The present study showed that a combination of oral contraceptives with pycnogenol was more effective than the use of oral contraceptives alone in decreasing both VEGF and aromatase expression in the eutopic endometrium of endometriosis patients. Pycnogenol is able to block NF-kappa.B expression, which may explain its efficacy in decreasing VEGF expression in the endometrium, since expression of the VEGF gene is induced by NF-kappa.B upon its activation and translocation to cell nuclei [8]. The greater reduction in VEGF expression in the eutopic endometrium during the combined use of oral contraceptives with pycnogenol when compared to the use of oral contraceptives alone is therefore a consequence of a more effective block of NF-kappa.B induction of the VEGF gene caused by synergism between the blockade of NF-kappa.B translocation to cell nuclei by the progestin and the suppression of its transcriptional activity following DNA binding by pycnogenol [1,7,8]. The decrease in VEGF expression in pycnogenol users did not affect the decidual reaction in the endometrial stroma induced by oral contraceptives.
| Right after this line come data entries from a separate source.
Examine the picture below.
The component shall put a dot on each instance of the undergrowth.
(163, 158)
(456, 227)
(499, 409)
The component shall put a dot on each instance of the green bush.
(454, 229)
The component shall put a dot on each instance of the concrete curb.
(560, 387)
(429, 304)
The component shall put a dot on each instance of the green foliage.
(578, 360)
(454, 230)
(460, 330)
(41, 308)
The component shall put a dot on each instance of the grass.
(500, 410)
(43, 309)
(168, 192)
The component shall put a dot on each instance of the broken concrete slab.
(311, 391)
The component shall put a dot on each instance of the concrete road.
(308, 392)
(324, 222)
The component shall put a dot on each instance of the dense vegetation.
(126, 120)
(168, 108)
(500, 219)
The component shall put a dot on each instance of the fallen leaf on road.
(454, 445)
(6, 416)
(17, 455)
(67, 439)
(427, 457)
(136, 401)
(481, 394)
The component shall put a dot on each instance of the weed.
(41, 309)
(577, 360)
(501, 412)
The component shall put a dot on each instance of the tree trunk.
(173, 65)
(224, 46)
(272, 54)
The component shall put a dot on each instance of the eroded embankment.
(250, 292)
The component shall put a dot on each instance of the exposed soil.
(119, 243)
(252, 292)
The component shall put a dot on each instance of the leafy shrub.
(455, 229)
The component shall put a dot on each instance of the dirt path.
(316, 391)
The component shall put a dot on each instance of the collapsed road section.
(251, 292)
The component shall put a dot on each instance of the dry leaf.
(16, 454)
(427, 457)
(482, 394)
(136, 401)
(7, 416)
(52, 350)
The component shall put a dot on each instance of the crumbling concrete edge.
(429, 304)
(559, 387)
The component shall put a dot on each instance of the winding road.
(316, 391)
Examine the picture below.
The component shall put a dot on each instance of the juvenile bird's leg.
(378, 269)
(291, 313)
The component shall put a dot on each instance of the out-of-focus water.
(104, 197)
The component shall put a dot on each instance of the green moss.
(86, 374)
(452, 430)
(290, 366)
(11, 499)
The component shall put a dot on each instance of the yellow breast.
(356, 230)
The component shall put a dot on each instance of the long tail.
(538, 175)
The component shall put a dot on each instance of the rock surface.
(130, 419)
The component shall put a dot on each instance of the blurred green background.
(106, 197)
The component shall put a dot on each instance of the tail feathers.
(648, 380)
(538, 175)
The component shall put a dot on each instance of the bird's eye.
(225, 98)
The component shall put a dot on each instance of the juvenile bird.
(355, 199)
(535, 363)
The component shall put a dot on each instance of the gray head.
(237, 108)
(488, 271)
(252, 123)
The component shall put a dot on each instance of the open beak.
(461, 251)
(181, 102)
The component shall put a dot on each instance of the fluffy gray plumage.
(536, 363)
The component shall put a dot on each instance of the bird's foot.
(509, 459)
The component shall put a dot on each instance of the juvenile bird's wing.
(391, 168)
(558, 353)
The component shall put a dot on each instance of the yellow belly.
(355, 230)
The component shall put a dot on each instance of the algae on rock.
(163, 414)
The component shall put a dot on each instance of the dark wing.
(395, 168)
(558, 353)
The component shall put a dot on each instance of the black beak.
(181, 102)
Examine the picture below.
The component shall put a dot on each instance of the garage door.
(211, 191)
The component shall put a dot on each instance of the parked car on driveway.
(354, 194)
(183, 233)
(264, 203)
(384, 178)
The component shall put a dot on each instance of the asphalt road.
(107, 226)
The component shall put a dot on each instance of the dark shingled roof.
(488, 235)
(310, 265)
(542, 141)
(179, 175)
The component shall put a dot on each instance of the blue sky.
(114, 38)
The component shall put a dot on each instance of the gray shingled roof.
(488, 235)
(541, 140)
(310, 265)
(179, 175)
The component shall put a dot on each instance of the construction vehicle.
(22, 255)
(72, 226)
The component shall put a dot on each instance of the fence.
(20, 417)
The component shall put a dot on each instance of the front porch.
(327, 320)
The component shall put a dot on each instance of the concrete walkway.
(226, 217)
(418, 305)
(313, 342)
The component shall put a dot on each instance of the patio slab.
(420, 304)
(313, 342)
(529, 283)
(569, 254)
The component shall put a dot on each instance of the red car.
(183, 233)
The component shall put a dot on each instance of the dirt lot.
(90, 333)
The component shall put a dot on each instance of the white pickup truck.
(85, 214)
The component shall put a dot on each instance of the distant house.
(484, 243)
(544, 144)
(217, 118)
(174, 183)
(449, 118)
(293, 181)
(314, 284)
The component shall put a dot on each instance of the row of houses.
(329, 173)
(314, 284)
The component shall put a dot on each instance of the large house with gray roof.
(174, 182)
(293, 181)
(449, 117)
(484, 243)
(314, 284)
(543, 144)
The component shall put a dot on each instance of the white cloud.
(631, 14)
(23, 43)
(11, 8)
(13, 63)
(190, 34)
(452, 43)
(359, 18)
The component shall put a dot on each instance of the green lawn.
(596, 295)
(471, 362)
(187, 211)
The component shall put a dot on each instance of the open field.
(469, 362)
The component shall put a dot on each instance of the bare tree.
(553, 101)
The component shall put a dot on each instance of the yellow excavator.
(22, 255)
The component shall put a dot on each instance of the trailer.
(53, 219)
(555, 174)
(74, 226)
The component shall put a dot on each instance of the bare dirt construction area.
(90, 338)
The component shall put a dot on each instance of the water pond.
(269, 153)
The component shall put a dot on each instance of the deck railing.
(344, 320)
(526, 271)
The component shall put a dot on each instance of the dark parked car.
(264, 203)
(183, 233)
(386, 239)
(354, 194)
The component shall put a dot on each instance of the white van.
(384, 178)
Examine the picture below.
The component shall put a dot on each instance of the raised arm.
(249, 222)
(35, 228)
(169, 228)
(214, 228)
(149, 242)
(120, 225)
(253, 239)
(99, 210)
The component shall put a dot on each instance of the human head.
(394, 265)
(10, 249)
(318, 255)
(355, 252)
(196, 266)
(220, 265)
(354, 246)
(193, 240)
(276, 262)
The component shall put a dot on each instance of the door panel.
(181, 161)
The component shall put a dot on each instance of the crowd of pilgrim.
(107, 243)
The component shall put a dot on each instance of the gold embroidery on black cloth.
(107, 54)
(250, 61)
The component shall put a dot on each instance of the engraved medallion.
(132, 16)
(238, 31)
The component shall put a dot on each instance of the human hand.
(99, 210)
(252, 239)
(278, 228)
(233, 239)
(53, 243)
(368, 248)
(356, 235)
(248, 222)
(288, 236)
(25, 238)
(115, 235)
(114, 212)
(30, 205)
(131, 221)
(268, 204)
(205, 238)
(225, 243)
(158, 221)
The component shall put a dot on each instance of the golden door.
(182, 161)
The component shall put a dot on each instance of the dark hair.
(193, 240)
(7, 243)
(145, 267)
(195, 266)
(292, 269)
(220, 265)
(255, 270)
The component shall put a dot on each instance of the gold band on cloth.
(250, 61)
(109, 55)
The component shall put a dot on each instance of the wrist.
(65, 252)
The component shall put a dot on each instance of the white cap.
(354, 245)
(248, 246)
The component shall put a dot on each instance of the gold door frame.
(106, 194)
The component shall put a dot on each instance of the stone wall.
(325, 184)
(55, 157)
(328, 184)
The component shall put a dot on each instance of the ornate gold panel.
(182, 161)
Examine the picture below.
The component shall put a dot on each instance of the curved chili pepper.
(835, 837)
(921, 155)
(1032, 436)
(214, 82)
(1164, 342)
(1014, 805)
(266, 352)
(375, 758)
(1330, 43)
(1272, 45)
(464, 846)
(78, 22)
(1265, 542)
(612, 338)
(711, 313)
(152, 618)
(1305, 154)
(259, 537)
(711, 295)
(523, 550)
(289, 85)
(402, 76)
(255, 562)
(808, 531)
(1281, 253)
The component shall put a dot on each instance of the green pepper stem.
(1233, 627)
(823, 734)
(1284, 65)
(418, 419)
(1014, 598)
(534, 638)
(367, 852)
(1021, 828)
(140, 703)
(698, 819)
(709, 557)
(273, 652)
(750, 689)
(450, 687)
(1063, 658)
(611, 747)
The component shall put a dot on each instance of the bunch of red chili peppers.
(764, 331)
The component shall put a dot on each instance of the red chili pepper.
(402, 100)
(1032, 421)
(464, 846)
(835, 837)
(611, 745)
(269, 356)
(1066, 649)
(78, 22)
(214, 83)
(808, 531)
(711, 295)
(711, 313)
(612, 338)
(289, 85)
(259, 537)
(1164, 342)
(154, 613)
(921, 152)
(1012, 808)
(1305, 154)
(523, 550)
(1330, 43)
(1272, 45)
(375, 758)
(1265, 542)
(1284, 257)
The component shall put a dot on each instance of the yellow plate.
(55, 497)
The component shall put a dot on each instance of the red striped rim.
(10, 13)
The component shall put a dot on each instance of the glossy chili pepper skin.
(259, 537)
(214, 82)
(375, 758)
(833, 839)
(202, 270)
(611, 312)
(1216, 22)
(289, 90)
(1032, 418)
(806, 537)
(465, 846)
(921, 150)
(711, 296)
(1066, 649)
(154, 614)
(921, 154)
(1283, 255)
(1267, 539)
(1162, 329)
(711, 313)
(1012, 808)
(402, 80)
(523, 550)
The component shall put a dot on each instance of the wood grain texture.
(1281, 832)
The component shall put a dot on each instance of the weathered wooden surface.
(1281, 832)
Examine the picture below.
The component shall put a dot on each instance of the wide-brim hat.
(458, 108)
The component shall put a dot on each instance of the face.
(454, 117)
The present results also show that pycnogenol potentiates the inhibitory effects of oral contraceptives on aromatase expression in the eutopic endometrium of endometriosis patients; however, it is not known whether this is the consequence of a direct effect on the aromatase gene or an indirect action resulting from greater suppression of the NF-kappa.B-induced inflammatory cascade. Pycnogenol is able to suppress cyclooxygenase activity, thus interrupting the production of prostaglandin E2, which is a potent aromatase gene inducer in the endometrial stroma cells from endometriosis patients [1,9]. This may explain the greater suppression of aromatase expression in the eutopic endometrium of endometriosis patients using oral contraceptives in association with pycnogenol, since the blockade of the NF-kappa.Binduced inflammatory cascade at both pre- and post-transcriptional level would halt the transcription of the cyclooxygenase gene. Pycnogenol has already been shown to exert anti-inflammatory and antithrombotic effects by inhibiting both Cox-1 and Cox-2 enzymatic activity [9,10]. Since prostaglandin E2 plays a pivotal role in the induction of the aromatase gene, the effects of pycnogenol may be indirect and a consequence of the reduction in inflammation rather than a direct effect on the aromatase gene promoter [1,9].

The greater efficacy of oral contraceptives when combined with pycnogenol in reducing aromatase and VEGF expression in the eutopic endometrium may also explain the better pain-relieving effects of this combination therapy in endometriosis patients. It should be emphasized that this was accomplished without any increase in the number of adverse events, which could have compromised its enhanced efficacy. Pycnogenol alone has been reported to be as effective as GnRH analogs for the treatment of endometriosis-related pain after the second month of use, which is in accordance with the results of the present study, and it may constitute a useful adjuvant in the arsenal of options for hormone therapy [11]. The blockade of Cox-2 and Cox-1 enzymatic activity also explains the efficacy of pycnogenol in treating dysmenorrhea [12].

In conclusion, although both the progestins present in oral contraceptives and pycnogenol are able to reduce inflammation by modulating NF-kappa.B-induced gene transcription, they act on different steps in this mechanism, thus explaining the greater efficacy of the combination therapy in suppressing both VEGF and aromatase expression in the eutopic endometrium of endometriosis patients. When given together with an oral contraceptive, there is a reduction not only in DNA binding activity but also in the transactivation capacity of the bound NF-kappa.b [1,6,7]. This distinctive effect on the NF-kappa.B activation pathway may provide a plausible explanation at molecular level for the greater inhibition of both VEGF and aromatase expression in the eutopic endometrium of endometriosis patients when pycnogenol is used together with oral contraceptives in extended regimens. However since the amount of procyanidins and polyphenols could not be obtained for either Flebon or the compound pharmacy preparations (Fagron) this may represent a limitation to the study, although this study was not designed to evaluate which preparation would be more effective.